La Cour a donc estimé que « Le bailleur n'avait pas manqué à son obligation de délivrance d'un appartement en bon état d'usage qui permettait une jouissance paisible des lieux. » « La présence des punaises dans les lieux résulte d'une cause étrangère au bailleur qui rend l'article 1719 du Code civil inapplicable en l'espèce puisqu'elle était imprévisible, extérieure à lui et irrésistible pour lui car il n'était pas en mesure de la prévenir. »
Ainsi le bailleur, société d’HLM en l’espèce, avait, pour cette juridiction fait preuve de diligence pour permettre une éradication des insectes, pour éviter leur propagation dans d'autres appartements et pour trouver un relogement à ses locataires.

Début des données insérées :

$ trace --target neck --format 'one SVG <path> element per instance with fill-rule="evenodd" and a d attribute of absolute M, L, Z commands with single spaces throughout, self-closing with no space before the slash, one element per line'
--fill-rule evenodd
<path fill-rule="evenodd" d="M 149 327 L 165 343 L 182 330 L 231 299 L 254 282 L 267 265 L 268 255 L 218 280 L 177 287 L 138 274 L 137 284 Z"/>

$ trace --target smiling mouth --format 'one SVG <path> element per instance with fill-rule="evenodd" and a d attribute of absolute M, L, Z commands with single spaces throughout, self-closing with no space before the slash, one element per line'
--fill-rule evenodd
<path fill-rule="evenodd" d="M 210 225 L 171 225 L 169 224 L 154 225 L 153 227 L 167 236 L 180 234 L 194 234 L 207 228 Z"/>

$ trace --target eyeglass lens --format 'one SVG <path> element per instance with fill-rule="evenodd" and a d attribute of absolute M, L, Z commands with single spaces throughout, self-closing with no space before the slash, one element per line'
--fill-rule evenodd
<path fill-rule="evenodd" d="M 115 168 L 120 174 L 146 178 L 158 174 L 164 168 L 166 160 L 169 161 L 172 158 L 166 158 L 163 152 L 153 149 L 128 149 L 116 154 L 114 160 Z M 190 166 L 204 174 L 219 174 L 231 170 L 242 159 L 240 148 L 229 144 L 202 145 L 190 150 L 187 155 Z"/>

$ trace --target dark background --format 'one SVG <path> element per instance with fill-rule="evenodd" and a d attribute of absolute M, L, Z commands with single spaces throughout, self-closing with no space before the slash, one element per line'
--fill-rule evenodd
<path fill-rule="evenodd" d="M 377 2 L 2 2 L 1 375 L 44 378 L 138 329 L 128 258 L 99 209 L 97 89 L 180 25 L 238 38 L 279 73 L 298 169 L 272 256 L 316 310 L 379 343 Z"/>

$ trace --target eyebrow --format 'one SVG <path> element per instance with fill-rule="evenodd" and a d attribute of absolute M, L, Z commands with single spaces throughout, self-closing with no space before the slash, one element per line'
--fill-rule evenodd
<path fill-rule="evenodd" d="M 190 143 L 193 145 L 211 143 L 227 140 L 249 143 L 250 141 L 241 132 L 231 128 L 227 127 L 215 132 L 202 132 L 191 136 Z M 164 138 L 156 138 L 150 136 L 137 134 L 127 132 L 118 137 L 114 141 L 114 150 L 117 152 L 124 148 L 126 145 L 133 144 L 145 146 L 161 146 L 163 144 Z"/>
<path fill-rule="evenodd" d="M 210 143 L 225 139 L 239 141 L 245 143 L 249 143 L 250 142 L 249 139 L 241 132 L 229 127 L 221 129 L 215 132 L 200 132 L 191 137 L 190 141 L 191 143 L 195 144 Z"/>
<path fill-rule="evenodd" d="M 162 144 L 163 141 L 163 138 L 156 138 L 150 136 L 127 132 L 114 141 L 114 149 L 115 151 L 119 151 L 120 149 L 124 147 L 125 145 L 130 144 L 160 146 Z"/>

Elle en conclut ainsi qu’« en raison de l'absence de vice inhérent à l'appartement et de l'origine ignorée des insectes, le bailleur ne saurait être tenu d'indemniser les locataires. »
EN CONCLUSION
Une lecture croisée de ces jurisprudences nous permet de conclure que l’obligation d’éradication d’insectes nuisibles incombe au propriétaire/bailleur qui peut néanmoins imputer aux charges du locataires le coût des produits de désinsectisation.
Le bailleur peut néanmoins échapper à cette obligation s’il démontre que les insectes nuisibles sont apparus par la faute, voire la négligence du preneur. Enfin, le locataire, s’il entend obtenir des dommages et intérêts consécutifs à une infestation de nuisibles doit démontrer que cette dernière constitue un vice inhérent à l’appartement.
Une appréciation précise de chaque espèce est donc impérativement nécessaire.